Curvas apertadas? É óbvio que uma superbike, ou supermoto são mais ágeis a deitar de um lado para o outro, mas também garanto que a Hayabusa em quantidade é igualmente divertida. Ela deita-se com à vontade, mais, ou menos, dependendo dos pneus que usares (os únicos recomendados pela Suzuki e pela Bridgestone continuam a ser os Bridgestone BT056 J, mas outras marcas de pneus têm modelos mais recentes, que recomendam para a Hayabusa, e oferecem performances mais em linha de conta com o que de melhor os pneus têm para oferecer hoje em dia). O segredo para dominar o excesso de potência e tamanho da Hayabusa em estradas com curvas e contra-curvas apertadas, mais uma vez, é começar por fazer uma condução fluida. Em vez de usar altas rotações, onde a potência aparece em doses de cavalo, começa por meter a terceira. O binário brutal vai dar-te aceleração mais do que suficiente para te catapultar de curva em curva, servir de travão-motor, dar-te tracção suficiente no meio da curva, e montes de aceleração à saída. E aqui também ajuda a injecção electrónica irrepreensível, sem hesitações e efeitos tipo desligado/ligado. Assim, à medida que, com o tempo vais tratando a moto por tu, torna-se mais fácil ir fazendo uma condução mais aplicada, usando mais a caixa.
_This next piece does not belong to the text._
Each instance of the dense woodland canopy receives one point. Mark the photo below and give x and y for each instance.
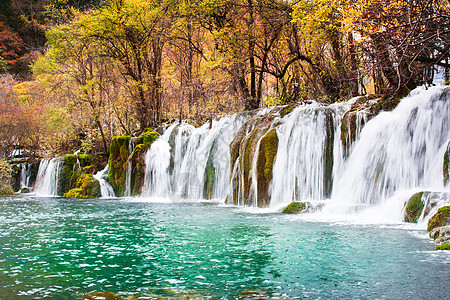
(78, 72)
Ir ao café? Sucesso total, ainda toda a gente fica espantada a olhar. O design da moto nunca foi consensual, mas cativa, e pelos “ahs!” que vai suscitando parece ter sobrevivido ao teste do tempo. E depois um gajo fica com um bom ar em cima dela.

Pista? Ela vai lá na boa, e poucas motos devem dar as sensações que esta consegue dar. Com um bom par de pneus tens um festival de peseiras a raspar o alcatrão, ponteiras a soltar faíscas, joelhito a raspar na curva, é o pais da diversão.

Queres uma moto económica? A Hayabusa faz médias de 6,5 l/100km com uma condução descuidada de preocupações com o consumo. Faz média de 5 l aos cem se andares com cuidado e sem passares dos 140 km/h. E se andares alarvemente a fundo, faz média de 8,5 ou 9l/100 km, o que atendendo às velocidades de que estamos a falar é muito bom.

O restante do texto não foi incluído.